Surprisingly, TAPS donors were more often affected by deafness than were TAPS recipients. The limited sample size and statistical adjustment for non-occurring events in paired groups prevented this difference from reaching statistical significance, but clinically, we found this noteworthy and warranting more attention. Notably, deafness in all five affected donors was due to ANSD. In ANSD, the cochlea and outer hair cells are unaffected, but the inner hair cells, which connect synapses and/or the auditory nerve itself, are damaged, resulting in compromised transmission of sound to the brain27. The pathogenesis of ANSD is multifactorial, including prematurity and perinatal hypoxia28. In theory, the chronic hypoxic state of the anemic fetus could have damaged not only the brain, but also the developing auditory nerve system. Interestingly, the high incidence of deafness has not been reported previously in TTTS survivors or in children who experienced chronic fetal anemia based on erythrocyte alloimmunization29, 30. Moreover, the incidence of deafness in TAPS donors is higher compared with that in infants admitted to the neonatal intensive care unit (1–3%)31. To further explore the pathogenesis behind deafness in spontaneous TAPS, more elaborate studies are needed; for example, using neonatal brain magnetic resonance imaging.
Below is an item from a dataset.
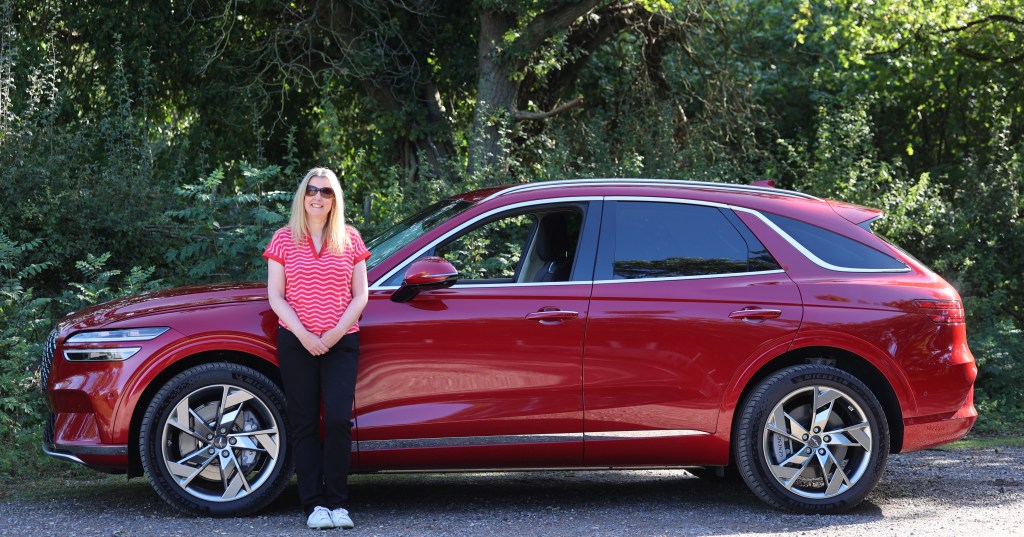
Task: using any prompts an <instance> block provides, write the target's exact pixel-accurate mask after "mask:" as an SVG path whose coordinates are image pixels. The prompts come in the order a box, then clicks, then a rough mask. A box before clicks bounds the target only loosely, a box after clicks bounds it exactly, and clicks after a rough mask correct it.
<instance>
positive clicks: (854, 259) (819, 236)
mask: <svg viewBox="0 0 1024 537" xmlns="http://www.w3.org/2000/svg"><path fill="white" fill-rule="evenodd" d="M765 216H767V217H768V219H769V220H771V221H772V222H774V223H775V225H778V226H779V228H780V229H781V230H782V231H783V232H785V234H786V235H788V236H790V237H792V238H793V239H794V240H795V241H797V242H798V243H800V244H801V245H802V246H803V247H804V248H806V249H807V250H808V251H809V252H811V253H812V254H813V255H814V256H815V257H817V258H818V259H821V260H822V261H824V262H826V263H828V264H831V265H834V266H838V267H841V268H848V270H853V271H905V270H907V268H908V267H907V266H906V265H905V264H903V262H902V261H900V260H898V259H895V258H893V257H890V256H889V255H886V254H884V253H882V252H880V251H878V250H876V249H874V248H871V247H870V246H867V245H864V244H861V243H859V242H857V241H854V240H853V239H849V238H847V237H844V236H842V235H840V234H838V233H833V232H829V231H828V230H822V229H821V228H818V226H817V225H811V224H810V223H806V222H802V221H800V220H795V219H793V218H786V217H785V216H779V215H777V214H771V213H765Z"/></svg>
Our study also found that fetuses surviving spontaneous TAPS had a more detrimental outcome than did survivors of post-laser TAPS in a previous study5. Although the incidence of severe NDI was 9% in both groups, post-laser TAPS twins had an overall better outcome. They showed a lower rate of mild cognitive delay (17% vs 26%), did not have bilateral deafness and did not demonstrate differences in outcome between donors and recipients5. Two different theories may be considered to explain this discrepancy. Firstly, post-laser TAPS donors are less frequently growth restricted than are spontaneous TAPS donors. This is because TAPS donors are often former TTTS recipients, who generally have a higher birth weight than TTTS donors32. Thus, post-laser TAPS donors might be protected by a relatively higher fetal weight when they start to develop anemia. Alternatively, spontaneous TAPS might develop earlier in gestation than post-laser TAPS, leading to a more chronic exposure to anemia during pregnancy.
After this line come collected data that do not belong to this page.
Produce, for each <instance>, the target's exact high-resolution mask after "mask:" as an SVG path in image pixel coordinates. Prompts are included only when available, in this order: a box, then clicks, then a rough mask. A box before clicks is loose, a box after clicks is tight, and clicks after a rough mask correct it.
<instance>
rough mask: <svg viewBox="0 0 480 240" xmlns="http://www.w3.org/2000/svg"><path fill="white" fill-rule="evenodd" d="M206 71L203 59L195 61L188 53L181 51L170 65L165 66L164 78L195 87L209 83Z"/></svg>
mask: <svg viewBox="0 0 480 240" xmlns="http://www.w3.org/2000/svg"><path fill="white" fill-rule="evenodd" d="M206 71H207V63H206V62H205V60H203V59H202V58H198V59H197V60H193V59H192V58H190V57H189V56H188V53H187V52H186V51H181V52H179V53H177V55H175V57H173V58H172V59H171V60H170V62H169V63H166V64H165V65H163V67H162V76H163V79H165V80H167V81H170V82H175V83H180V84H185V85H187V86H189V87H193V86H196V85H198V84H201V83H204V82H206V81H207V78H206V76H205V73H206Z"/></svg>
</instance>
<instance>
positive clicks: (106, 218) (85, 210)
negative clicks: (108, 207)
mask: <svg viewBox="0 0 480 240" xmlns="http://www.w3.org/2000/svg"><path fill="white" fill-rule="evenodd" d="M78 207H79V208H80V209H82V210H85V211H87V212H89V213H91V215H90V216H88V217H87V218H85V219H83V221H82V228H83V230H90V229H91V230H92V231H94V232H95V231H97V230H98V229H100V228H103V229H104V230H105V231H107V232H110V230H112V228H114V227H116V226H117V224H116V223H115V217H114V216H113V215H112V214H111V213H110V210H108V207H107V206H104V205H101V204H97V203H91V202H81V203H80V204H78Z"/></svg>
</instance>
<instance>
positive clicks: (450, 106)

Caution should be taken when interpreting our results due to the retrospective nature of the study. In our cohort, TAPS pregnancies varied in TAPS stage, gestational age at onset and management, making it difficult to draw reliable conclusions with regard to the true effect of the natural course of TAPS. Furthermore, the sample size of the cohort was small, but it is nonetheless the largest cohort of spontaneous TAPS survivors reported to date.

In conclusion, this study has shown that spontaneous TAPS is characterized by a high rate of NDI and that donors have an increased risk of cognitive delay compared with donors and a high rate of deafness. To date, spontaneous TAPS has been thought to be a relatively benign form of fetofetal transfusion, but these results show that the long-term consequences of this condition should not be underestimated. These findings necessitate further research into the best antenatal therapy for TAPS. Recently, The TAPS Trial started, which is a study that will compare laser treatment with standard care for TAPS33. Finally, this study reinforces the importance of long-term follow-up for complicated monochorionic twin pregnancies. Although TAPS survivors have few severe neonatal problems, the true impact of this condition seems to manifest in childhood. Therefore, routine long-term follow-up including screening for hearing loss should be an essential part of care for TAPS twins.

ACKNOWLEDGMENT

We thank all participating parents and children for their time and effort. We give special thanks to the psychologists of the Department of Pediatrics, in particular Michelle de Mol and Carolien van Kerkhoven, for their dedicated work in performing follow-up assessments and writing outcome reports.